Bu, zaman ve mekân sınırlarının çok ötesine
uzanan, zaman ve mekânın ufuklarından ve
boyutlarından daha geniş bir alanı kapsayan,
ayrıca ilk bakışta ortaya çıkan yakın
anlamlardan daha büyük manâlar ifade eden bir yolculuktur.
Mescid-i Aksa'nın
"Çevresini
kutsal kıldığımız" şeklinde
nitelendirilmesi, mescidin bütünüyle bereketle kuşatıldığını,
onun çevresine taştığını sergileyen bir
nitelendirmedir. Bu ifadenin yerine "Onu mübarek kıldık"
veya "İçine
bereket yağdırdık" gibi
doğrudan kullanılması bu anlamı veremezdi. Bu
da Kur'an'ın hayret uyandıran ifade inceliklerinden
birisidir.
İsra beraberinde başka mucizelerin de bulunduğu
bir mucizedir.
"Ona
ayetlerimizi gösterelim diye."
Hz. Peygamberin -salât ve selâm üzerine olsun- şekli ve
keyfiyeti ne şekilde olursa olsun yatağının
soğumayacağı kadar kısa bir zaman diliminde
Mescid-i Haram'dan Mescid-i Aksa'ya hayret verici bir şekilde
götürülüp-getirilmesi... Allah'ın mucizelerinden biridir.
İnsanın kalbini bu evrendeki hayret verici ufuklara açmaktadır.
İnsan denilen şu yaratığın bünyesinde
gizli olan enerjileri yüce Allah'ın ve bünyesine bu güzel
sırları yerleştirdiği şu insan cinsi
arasından seçilen ve Allah'ın lütfunu karşılayabilecek
şekilde kendisini hazırlayan Allah tarafından
verilmiş yetenekleri ortaya koymaktadır.
"O her şeyi işiten ve her şeyi görendir."
Kulaklara ve gözlere görünmeyen bütün sırları ve
gizlilikleri sessizliklerine ve inceliklerine rağmen görür
ve işitir.
Surenin ilk ayetinde önce Allah tesbih ediliyor
"Kulu
Muhammed'i bir gece, yola çıkaran Allah bütün noksanlıklardan
münezzehtir." Ardından
bu ifade tarzı değişiyor ve yüce Allah'ın
yaptığı bir açıklama yeralıyor: "Kendisine
bazı mucizelerimizi gösterelim diye."
Sonra da yüce Allah'ın nitelikleri sunuluyor:
"O her şeyi işiten. ve her şeyi göre
ndir."
İfadedeki ince anlamların duyarlı ve hassas bir
ölçü ile ortaya konmasına uygun düşsün diye böyle
yapılıyor.
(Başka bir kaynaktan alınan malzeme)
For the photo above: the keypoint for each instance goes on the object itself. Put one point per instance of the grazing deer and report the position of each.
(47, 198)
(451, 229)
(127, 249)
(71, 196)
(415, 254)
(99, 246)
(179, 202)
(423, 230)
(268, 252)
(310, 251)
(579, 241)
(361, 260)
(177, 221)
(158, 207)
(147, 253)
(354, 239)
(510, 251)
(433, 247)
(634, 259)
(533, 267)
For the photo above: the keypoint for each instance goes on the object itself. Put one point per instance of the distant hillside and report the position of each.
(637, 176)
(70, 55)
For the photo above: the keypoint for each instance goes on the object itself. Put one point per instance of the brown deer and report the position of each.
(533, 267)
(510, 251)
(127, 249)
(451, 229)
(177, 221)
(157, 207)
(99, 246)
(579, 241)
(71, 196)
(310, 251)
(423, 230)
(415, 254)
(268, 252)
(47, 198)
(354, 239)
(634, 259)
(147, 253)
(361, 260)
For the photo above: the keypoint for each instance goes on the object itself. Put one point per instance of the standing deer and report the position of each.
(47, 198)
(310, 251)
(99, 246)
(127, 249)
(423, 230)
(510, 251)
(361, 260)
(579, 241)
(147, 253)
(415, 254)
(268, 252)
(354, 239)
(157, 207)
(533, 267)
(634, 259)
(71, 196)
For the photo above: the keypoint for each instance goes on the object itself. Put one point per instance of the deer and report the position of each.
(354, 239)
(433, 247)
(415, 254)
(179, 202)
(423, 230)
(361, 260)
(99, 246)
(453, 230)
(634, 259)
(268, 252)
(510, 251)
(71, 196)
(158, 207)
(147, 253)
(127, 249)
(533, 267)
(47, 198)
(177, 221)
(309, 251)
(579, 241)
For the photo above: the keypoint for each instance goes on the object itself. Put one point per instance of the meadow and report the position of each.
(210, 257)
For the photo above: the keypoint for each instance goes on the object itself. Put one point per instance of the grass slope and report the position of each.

Allah'ı noksan sıfatlardan
arındırma direk yüce Allah'a yükseliyor. İsra
olayının amacının bildirilmesi de yine bizzat
yüce Allah tarafından bildiriliyor. İşitme ve görme
sıfatları da yüce Allah'ın zatı için kesin
bir haber biçimi de sunuluyor. Sadece bir ayette bu üç ayrı
ifadenin biraraya gelmesi, ayette verilmek istenen mesajın tüm
inceliklerine varıncaya kadar eksiksiz biçimde yeralması
içindir.
İSRAİLOĞULLARI
Bu İsra olayı Allah'ın mucizelerinden biridir.
İnsanların alışageldikleri ölçülere göre
hayret verici bir yolculuktur. Mescid-i Aksa yolculuğun
bitiş noktasıdır. Mescid-i Aksa yüce Allah'ın
İsrailoğulları'nı yerleştirip sonra
oradan sürdüğü kutsal yurdun merkezidir. Dolayısıyla
bu surenin aşağıdaki ayetlerde ele alınan Hz.